MTN shows the weather radar every single day and use it to detect rain, thunderstorms, lightning, and snow in the winter. However, the weather isn’t the only thing radar can track.
During World War II radar systems were utilized to help guide various missions and track aircraft. However, at times radar operators noticed other echo returns that ended up being rain and storms over the pacific ocean. Now, there are approximately 160 radar sites across the United States used to track weather, and much more.
A radar site shoots a beam out across the sky until it hits something that reflects the beam back. Recently the Glasgow, MT National Weather Service identified grasshoppers in flight near their radar site.

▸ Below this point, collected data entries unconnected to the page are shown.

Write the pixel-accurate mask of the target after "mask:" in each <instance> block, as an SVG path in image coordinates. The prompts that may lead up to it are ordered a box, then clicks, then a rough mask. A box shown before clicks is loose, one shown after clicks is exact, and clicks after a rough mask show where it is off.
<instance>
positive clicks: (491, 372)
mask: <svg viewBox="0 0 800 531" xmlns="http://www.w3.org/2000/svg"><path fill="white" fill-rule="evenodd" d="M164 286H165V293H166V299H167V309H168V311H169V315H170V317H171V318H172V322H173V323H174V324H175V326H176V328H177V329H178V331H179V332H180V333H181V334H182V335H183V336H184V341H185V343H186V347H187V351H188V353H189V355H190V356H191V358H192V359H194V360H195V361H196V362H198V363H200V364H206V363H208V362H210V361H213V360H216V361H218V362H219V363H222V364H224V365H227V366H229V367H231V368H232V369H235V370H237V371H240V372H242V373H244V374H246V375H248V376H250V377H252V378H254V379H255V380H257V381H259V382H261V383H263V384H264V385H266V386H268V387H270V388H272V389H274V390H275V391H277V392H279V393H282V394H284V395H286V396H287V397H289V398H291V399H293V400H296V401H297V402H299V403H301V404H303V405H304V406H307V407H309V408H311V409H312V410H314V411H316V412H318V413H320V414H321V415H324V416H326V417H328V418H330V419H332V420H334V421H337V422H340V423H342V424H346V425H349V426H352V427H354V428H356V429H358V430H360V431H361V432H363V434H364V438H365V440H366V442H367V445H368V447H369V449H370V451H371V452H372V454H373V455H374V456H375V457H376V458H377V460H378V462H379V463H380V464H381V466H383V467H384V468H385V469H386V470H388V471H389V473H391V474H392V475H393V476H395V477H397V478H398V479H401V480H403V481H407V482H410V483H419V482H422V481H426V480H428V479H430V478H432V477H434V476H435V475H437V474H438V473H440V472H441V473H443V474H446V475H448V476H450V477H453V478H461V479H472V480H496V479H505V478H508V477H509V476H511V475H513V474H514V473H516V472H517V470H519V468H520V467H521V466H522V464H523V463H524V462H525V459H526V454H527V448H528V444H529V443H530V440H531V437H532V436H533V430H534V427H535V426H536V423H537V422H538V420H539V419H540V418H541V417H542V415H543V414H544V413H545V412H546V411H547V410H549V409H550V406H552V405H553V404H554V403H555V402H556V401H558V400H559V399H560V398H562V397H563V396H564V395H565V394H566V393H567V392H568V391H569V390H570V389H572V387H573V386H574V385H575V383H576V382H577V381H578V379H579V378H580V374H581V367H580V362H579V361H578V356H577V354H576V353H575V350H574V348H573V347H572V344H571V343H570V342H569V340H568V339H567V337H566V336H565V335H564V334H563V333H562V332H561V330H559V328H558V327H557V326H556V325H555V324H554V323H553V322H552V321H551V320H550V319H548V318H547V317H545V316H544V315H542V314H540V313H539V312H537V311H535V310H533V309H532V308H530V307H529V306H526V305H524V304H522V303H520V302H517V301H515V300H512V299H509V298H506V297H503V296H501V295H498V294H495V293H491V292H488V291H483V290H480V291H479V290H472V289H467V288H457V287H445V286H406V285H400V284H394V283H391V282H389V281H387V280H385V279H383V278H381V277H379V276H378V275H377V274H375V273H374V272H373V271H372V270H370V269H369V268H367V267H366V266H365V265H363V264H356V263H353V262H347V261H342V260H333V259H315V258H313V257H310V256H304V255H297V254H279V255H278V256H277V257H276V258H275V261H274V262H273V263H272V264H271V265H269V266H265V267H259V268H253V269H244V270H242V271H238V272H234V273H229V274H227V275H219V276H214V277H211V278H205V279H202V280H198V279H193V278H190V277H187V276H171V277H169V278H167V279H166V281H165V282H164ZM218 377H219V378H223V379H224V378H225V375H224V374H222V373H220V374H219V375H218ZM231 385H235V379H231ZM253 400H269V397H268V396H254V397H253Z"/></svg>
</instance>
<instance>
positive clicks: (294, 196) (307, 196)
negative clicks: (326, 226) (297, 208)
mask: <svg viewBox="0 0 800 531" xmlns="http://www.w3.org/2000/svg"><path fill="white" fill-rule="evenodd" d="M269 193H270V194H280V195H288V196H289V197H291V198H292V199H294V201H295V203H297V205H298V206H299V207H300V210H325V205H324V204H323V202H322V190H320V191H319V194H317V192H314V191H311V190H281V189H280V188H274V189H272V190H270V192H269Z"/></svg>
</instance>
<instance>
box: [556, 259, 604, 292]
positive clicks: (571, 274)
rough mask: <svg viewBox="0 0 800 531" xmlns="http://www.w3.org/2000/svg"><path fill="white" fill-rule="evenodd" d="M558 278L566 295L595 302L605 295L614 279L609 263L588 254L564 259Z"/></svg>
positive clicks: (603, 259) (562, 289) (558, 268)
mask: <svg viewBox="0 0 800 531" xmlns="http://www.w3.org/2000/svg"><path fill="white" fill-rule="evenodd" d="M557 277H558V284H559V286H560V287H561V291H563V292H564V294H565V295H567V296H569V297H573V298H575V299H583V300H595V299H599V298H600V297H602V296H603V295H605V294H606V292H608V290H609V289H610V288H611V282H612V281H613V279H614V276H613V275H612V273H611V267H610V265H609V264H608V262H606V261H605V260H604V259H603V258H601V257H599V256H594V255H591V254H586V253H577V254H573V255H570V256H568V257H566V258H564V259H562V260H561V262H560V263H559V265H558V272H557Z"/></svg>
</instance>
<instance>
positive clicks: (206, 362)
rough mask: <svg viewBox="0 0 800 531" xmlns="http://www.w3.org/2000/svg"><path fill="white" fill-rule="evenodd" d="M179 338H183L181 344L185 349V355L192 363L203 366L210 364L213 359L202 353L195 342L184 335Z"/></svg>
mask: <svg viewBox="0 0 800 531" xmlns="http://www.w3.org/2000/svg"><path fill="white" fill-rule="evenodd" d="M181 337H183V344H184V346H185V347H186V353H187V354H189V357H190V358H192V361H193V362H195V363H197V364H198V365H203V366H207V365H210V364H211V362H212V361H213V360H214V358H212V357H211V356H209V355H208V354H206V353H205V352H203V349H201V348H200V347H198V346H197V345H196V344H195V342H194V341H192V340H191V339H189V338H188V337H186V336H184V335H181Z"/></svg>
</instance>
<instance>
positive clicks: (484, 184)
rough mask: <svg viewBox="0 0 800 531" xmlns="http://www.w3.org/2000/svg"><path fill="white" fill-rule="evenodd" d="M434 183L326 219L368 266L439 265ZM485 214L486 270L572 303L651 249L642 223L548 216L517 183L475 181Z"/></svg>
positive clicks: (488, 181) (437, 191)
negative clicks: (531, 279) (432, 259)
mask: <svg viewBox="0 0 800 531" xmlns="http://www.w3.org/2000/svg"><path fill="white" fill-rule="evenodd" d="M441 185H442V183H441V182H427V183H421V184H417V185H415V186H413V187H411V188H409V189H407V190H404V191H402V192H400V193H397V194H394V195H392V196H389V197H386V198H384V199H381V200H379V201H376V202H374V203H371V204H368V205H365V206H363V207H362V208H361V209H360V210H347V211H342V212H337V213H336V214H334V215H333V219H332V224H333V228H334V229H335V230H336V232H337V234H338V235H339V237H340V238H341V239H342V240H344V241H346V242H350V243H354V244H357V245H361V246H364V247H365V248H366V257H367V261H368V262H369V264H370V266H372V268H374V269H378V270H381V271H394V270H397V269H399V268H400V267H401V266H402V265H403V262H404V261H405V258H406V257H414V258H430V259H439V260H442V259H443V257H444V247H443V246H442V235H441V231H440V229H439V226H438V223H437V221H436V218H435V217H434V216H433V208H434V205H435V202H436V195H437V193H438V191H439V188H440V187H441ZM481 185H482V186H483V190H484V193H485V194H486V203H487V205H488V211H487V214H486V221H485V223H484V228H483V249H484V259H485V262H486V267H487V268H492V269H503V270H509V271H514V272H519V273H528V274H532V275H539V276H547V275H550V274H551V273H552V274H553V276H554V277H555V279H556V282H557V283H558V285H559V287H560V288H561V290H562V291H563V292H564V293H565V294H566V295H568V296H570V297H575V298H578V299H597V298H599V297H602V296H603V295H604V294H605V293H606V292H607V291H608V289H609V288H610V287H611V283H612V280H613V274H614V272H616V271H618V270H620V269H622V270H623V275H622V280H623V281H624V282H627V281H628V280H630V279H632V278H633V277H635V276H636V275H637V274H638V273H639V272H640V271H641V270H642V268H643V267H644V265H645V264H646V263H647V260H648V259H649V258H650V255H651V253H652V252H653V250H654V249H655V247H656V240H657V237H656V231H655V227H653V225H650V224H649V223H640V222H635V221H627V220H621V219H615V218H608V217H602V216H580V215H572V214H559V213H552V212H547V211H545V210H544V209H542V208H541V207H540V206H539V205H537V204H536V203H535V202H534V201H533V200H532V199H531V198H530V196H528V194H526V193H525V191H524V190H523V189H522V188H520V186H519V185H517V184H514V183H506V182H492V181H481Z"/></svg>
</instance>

The radar is lighting up! But it's not rain, unfortunately. Just countless grasshoppers flying as high as 10,000 feet above the ground! Thunderstorm chances will increase Sunday evening into early next week, but then it looks to dry out and heat up once again. #mtwx pic.twitter.com/dgTCYgM0Vh— NWS Glasgow (@NWSGlasgow) July 2, 2021
Grasshoppers are almost at biblical proportion for parts of the Hi-Line, and when thousands of these insects fly, they reflect the radar. Flocks of birds, bats, even butterfly migration and mayfly hatches have been caught on radar.
in 2017, the National Weather Service in Billings determined that a return on their radar in their area was a moving ski lift from Red Lodge Mountain.
Weather radar has picked up wind farms, moving trains, traffic on the interstate and military aircraft performing exercises.
MTN also uses radar to detect smoke plumes from wildfires.
As long as the object is thick or numerous enough in the air, chances are the radar can see it.